Andrew tak sabar menunggu jawaban Abel yang terbata dan langsung memotong kalimat gadis itu. Membuat Abel kesal. Kenapa harus selalu memotong? Tidak bisakah dia mendengar alasannya, kemudian baru berkomentar. Apakah semua atasan sama, selalu merasa paling benar. Abel tak menggubris rentetan celotehan Andrew yang membuat telinganya berdengung. Masa bodoh Andrew mau mengatakan apa saja asalkan dia senang, Abel tak mau tahu. Dia masih menempelkan ponselnya di telinga dan sekali lagi ingin membanting benda itu ketika Andrew mengatakan bahwa dia ingin sekretaris yang profesional, dan bukan orang yang bisa datang dan pergi seenaknya.
Apa dia bilang? Tak satu alasanpun yang membuatnya ingin terlambat dan pulang lebih cepat. Tidak ada orang yang menahannya atau menunggunya ketika pulang. Andai saja ada alasan yang membuatnya bisa lebih berlama-lama di kantor, dia akan melakukannya demi bisa berdua saja dengan Andrew.

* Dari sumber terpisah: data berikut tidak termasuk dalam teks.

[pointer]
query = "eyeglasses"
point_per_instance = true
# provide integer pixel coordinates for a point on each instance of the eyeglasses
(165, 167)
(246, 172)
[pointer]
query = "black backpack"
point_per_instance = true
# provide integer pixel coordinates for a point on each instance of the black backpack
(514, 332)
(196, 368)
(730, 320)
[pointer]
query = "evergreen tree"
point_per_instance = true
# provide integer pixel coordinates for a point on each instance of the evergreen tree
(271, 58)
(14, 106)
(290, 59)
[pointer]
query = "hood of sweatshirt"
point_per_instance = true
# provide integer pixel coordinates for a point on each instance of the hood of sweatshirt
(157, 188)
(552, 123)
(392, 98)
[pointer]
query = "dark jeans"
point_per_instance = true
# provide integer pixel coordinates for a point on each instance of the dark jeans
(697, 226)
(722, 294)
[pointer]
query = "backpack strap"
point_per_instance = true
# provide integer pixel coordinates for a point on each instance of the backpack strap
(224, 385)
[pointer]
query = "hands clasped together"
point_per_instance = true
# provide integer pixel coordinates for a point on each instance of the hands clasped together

Seminggu Andrew ke luar kota . Abel kesepian. Ternyata berat baginya untuk menjalani hari tanpa laki-laki itu. Dia selalu mencoba bersikap baik, sopan, sewajarnya bawahan memperlakukan atasan. Tapi Andrew, dia selalu baik terhadap semua orang kecuali terhadapnya. Apa yang salah? Dia hanya datang untuk bekerja, mengerjakan apapun yang Andrew minta. Apa masih kurang? Jika saja laki-laki itu takdir hidupnya. Ponselnya berdering nyaring. Dengan tidak semangat dia mengangkat benda itu dan bertanya apa maunya. Abel sedang tidak mood hari ini, jadi jika tak ingin dimaki segeralah menjauh dari kehidupannya. Tapi ketika sambungan tak juga terputus akhirnya Abel memutuskan untuk bercerita, menceritakan apapun yang ada dalam pikirannya saat ini. Kalut. Gundah. Depresi. Rindu. “Aku sangat” Brakkkk!!! “Merindukannya…” Kalimatnya selesai tepat pada saat kemunculan Andrew. Dia menyebut nama Andrew dengan gugup dan menyapa laki-laki itu setengah sadar. Tak menduga Andrew akan datang secepat ini. Meskipun dia telah siap dimaki, namun rasa rindunya terobati. Abel gelagapan masih bingung dengan kelakuan Andrew. Kenapa laki-laki itu tidak mengomentari kelakuannya yang curhat di telepon pada jam kerja. Ini sangat aneh. Andrew hanya memandangnya kejam seolah Abel santapan lezat.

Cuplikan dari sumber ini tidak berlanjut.